The film's main drawback is Irene Dunne. Wearing ghastly costumes and unbecomingly groomed, Miss Dunne looks about as glamorous as an old dish-mop.
Fortunately, the rest of the cast is fine: Boyer charmingly elegant, and a fine study in madness from Barbara O'Neil.
A lesser defect is that the script starts us off with a militant union and strike background ("Solidarity forever/For the union makes us strong!") and then darts off at a tangent for the hurricane episodes and the mad wife. These occupy most of the film and when we finally get back to the strike, it is called off in a most perfunctory and dramatically unsatisfactory fashion!
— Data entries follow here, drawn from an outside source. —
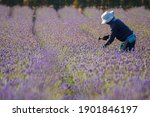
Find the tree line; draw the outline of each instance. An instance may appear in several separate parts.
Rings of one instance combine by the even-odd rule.
[[[0,0],[1,4],[8,6],[28,5],[32,6],[49,6],[53,5],[55,9],[64,6],[74,5],[77,8],[85,8],[95,6],[98,8],[131,8],[137,6],[145,6],[150,8],[150,0]]]

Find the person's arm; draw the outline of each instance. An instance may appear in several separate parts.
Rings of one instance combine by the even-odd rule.
[[[116,33],[117,33],[117,29],[114,27],[114,28],[111,30],[110,38],[109,38],[109,40],[106,42],[106,44],[104,44],[104,47],[110,45],[110,44],[114,41],[114,39],[115,39],[115,37],[116,37]]]

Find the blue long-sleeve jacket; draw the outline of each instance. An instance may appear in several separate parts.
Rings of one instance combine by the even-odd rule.
[[[114,18],[107,24],[110,25],[111,35],[105,46],[111,44],[115,38],[124,42],[128,36],[133,34],[133,31],[119,19]]]

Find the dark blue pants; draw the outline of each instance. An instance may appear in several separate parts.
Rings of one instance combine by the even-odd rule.
[[[121,44],[120,50],[121,51],[134,51],[135,50],[135,43],[136,43],[136,41],[134,41],[132,43],[125,41]]]

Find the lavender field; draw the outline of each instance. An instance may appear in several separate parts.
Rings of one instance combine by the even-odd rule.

John M. Stahl's direction has flair and other production credits are equally polished.
LawdPorry
23/05/2023 03:23
I love Dunne and Boyer and think they are a good match. However, I am constantly amazed at how long Irene Dunne was able to get away with 20-something roles. She is 41 here, and looks it. She is playing a waitress with a roommate who is about to strike for better pay. Her character at most would be 25. Yet producers continued to give Dunne these types of roles even after this movie. I don't really get it. When Lana Turner was in her early 40s, she was playing mothers of teenagers in "Imitation of Life" and "Portrait in Black" and Mary Astor had moved to these roles by the time she was 38. I don't understand why they weren't moving Dunne to more motherly roles by this time; she certainly does not look or act like an ingenue.